Produce drafts for internal and external review. By allotting time in the map production process for an internal and external review of the inundation maps, the final production of the inundation maps met the needs of the EMAs and APGI. The draft maps were exported to a PDF file format for ease of distribution to all parties.

Produce final hardcopy maps for submittal to the FERC and the EAP books. Full size photo original prints were produced for reprographics purposes.

Export final data for the FERC, the EMAs, adjacent dam owners and APGI. Utilizing a GIS for management of the spatial data simplified the process of exporting the inundation data into various coordinate systems for the end user.
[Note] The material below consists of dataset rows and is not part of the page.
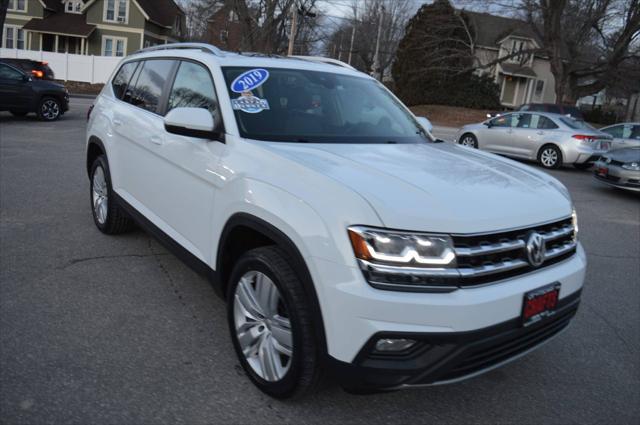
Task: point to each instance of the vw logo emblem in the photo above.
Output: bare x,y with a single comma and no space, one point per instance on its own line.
536,249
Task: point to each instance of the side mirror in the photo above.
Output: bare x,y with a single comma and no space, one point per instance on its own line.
425,123
191,122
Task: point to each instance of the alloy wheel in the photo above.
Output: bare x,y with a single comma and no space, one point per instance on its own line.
262,326
100,195
50,109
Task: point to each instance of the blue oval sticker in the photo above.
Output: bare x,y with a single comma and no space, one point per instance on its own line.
250,80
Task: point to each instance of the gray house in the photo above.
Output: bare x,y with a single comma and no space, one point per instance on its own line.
524,78
91,27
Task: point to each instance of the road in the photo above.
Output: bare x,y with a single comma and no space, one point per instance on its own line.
103,330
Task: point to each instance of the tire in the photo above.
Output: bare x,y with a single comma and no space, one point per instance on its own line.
469,140
255,277
108,216
49,109
583,166
550,157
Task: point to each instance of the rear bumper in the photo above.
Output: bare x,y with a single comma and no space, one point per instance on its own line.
441,358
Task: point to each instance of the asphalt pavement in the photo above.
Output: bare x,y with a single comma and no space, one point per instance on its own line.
115,330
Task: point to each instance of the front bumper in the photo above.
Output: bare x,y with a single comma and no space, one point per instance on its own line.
441,358
615,175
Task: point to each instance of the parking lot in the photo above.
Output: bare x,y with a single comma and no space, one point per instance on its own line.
99,329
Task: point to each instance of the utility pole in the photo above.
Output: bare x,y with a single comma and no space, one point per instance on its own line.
353,37
294,28
376,56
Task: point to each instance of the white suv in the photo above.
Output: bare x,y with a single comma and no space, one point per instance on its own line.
345,239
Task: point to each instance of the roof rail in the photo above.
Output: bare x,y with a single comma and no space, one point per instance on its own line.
320,59
197,46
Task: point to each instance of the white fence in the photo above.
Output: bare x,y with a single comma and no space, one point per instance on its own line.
69,67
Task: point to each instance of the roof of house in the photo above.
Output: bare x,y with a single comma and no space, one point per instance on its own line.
162,12
491,29
61,23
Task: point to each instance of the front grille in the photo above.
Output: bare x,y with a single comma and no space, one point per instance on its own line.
490,257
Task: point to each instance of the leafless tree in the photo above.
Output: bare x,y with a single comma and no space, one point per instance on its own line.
364,17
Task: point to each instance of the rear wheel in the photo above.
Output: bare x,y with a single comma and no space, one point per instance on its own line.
469,140
108,216
550,157
49,109
271,325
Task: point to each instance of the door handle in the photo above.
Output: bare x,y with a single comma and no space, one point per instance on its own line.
156,140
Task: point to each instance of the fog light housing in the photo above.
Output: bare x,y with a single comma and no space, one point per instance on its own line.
390,345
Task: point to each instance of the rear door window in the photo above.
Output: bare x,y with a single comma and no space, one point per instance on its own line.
149,87
122,78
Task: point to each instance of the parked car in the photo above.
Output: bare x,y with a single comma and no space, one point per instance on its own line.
345,240
20,94
551,139
553,108
37,69
620,168
625,135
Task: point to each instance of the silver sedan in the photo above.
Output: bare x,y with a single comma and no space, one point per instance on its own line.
551,139
625,135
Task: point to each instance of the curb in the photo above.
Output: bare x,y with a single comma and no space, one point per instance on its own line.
83,96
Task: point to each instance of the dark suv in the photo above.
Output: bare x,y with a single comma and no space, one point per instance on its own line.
571,110
20,94
36,69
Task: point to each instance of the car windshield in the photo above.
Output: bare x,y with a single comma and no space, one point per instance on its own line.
293,105
576,124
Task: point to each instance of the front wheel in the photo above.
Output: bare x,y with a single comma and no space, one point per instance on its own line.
550,157
108,216
469,140
49,109
271,324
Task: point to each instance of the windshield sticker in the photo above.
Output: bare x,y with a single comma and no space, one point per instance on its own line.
250,80
249,103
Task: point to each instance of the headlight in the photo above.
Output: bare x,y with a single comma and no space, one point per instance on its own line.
402,248
574,222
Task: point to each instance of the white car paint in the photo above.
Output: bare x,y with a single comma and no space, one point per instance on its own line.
190,187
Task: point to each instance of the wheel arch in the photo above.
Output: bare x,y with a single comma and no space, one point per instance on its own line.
95,148
241,228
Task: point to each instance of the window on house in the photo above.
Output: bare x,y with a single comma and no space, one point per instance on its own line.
115,10
539,89
113,46
13,38
17,5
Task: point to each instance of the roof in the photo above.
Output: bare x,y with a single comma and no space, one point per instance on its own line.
162,12
491,29
61,23
517,70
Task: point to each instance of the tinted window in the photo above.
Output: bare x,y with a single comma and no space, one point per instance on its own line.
192,88
121,80
318,107
510,120
615,131
147,90
8,73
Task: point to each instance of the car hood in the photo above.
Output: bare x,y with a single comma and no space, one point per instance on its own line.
436,187
624,155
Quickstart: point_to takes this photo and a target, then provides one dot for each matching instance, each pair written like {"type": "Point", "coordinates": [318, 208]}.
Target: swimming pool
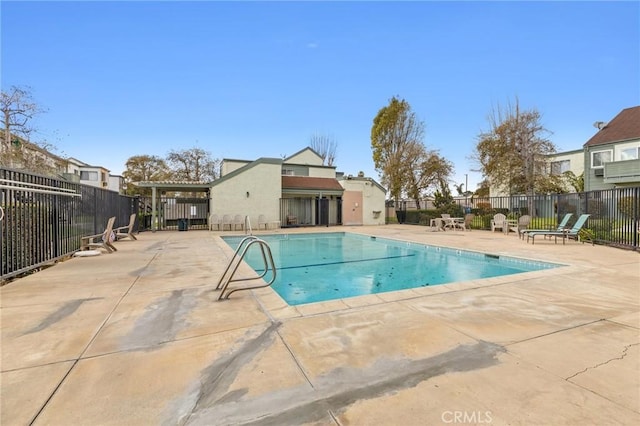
{"type": "Point", "coordinates": [327, 266]}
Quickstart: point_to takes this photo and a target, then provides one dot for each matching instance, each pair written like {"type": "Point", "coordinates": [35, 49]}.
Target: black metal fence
{"type": "Point", "coordinates": [614, 213]}
{"type": "Point", "coordinates": [43, 218]}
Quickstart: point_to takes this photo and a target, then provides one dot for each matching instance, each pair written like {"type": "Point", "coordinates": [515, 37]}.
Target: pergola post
{"type": "Point", "coordinates": [154, 215]}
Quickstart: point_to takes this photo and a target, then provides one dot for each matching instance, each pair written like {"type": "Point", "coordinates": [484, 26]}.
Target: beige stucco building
{"type": "Point", "coordinates": [295, 191]}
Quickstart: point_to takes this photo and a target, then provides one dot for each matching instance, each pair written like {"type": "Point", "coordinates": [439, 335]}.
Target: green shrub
{"type": "Point", "coordinates": [626, 207]}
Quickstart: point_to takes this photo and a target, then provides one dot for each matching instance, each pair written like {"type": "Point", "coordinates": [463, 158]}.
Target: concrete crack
{"type": "Point", "coordinates": [624, 354]}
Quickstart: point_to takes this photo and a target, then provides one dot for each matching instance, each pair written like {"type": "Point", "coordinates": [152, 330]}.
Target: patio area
{"type": "Point", "coordinates": [138, 337]}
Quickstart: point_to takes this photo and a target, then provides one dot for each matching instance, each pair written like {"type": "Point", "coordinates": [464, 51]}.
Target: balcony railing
{"type": "Point", "coordinates": [627, 171]}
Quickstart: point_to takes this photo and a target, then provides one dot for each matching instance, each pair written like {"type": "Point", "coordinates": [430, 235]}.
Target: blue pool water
{"type": "Point", "coordinates": [326, 266]}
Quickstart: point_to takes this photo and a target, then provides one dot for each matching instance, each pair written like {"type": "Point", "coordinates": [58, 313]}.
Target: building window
{"type": "Point", "coordinates": [89, 176]}
{"type": "Point", "coordinates": [598, 158]}
{"type": "Point", "coordinates": [630, 154]}
{"type": "Point", "coordinates": [559, 167]}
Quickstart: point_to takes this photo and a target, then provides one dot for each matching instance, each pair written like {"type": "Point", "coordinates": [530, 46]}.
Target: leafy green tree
{"type": "Point", "coordinates": [141, 168]}
{"type": "Point", "coordinates": [426, 169]}
{"type": "Point", "coordinates": [576, 182]}
{"type": "Point", "coordinates": [512, 153]}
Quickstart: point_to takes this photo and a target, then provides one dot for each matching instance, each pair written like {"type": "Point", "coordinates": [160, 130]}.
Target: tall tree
{"type": "Point", "coordinates": [193, 164]}
{"type": "Point", "coordinates": [425, 170]}
{"type": "Point", "coordinates": [512, 152]}
{"type": "Point", "coordinates": [17, 109]}
{"type": "Point", "coordinates": [394, 134]}
{"type": "Point", "coordinates": [326, 146]}
{"type": "Point", "coordinates": [144, 168]}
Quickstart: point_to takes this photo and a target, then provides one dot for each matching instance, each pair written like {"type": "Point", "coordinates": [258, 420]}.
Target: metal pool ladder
{"type": "Point", "coordinates": [235, 261]}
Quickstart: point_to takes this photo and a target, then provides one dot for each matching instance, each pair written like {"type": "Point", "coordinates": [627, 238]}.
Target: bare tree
{"type": "Point", "coordinates": [512, 153]}
{"type": "Point", "coordinates": [194, 164]}
{"type": "Point", "coordinates": [399, 154]}
{"type": "Point", "coordinates": [326, 146]}
{"type": "Point", "coordinates": [425, 170]}
{"type": "Point", "coordinates": [142, 168]}
{"type": "Point", "coordinates": [17, 108]}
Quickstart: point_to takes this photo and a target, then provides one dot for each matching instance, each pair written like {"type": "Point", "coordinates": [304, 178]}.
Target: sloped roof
{"type": "Point", "coordinates": [625, 126]}
{"type": "Point", "coordinates": [305, 182]}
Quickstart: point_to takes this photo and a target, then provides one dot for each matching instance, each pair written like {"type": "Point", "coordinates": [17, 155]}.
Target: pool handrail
{"type": "Point", "coordinates": [237, 258]}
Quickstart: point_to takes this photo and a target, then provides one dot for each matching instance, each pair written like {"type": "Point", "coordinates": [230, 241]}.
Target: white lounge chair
{"type": "Point", "coordinates": [498, 222]}
{"type": "Point", "coordinates": [561, 226]}
{"type": "Point", "coordinates": [227, 221]}
{"type": "Point", "coordinates": [262, 221]}
{"type": "Point", "coordinates": [566, 233]}
{"type": "Point", "coordinates": [238, 221]}
{"type": "Point", "coordinates": [214, 222]}
{"type": "Point", "coordinates": [523, 223]}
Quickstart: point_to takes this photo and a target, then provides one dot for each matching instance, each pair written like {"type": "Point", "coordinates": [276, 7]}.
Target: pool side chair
{"type": "Point", "coordinates": [123, 232]}
{"type": "Point", "coordinates": [103, 240]}
{"type": "Point", "coordinates": [466, 224]}
{"type": "Point", "coordinates": [561, 226]}
{"type": "Point", "coordinates": [523, 223]}
{"type": "Point", "coordinates": [238, 220]}
{"type": "Point", "coordinates": [227, 221]}
{"type": "Point", "coordinates": [571, 233]}
{"type": "Point", "coordinates": [498, 222]}
{"type": "Point", "coordinates": [262, 221]}
{"type": "Point", "coordinates": [215, 223]}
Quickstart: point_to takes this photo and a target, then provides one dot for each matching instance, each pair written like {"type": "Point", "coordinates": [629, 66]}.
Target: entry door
{"type": "Point", "coordinates": [322, 211]}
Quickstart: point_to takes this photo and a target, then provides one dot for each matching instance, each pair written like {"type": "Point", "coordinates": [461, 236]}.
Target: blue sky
{"type": "Point", "coordinates": [258, 79]}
Built into most, if not all, commercial GIS software are tools and procedures that will automatically spatially align data to the native coordinate system of the users. However, as was done for the FERC, data can be saved to any user-specified coordinate system to guarantee alignment of data in the end users native coordinate system.

SUMMARY

In summary, utilizing a GIS for the updating of the EAP inundation maps has resulted in a more functional and flexible product for dissemination of time sensitive information. An additional benefit, as a result of the consultations with the EMAs and adjacent dam owners, has been the improvement in communication between the EMAs and APGI to better coordinate responses to emergency situations and facilitate the sharing of information.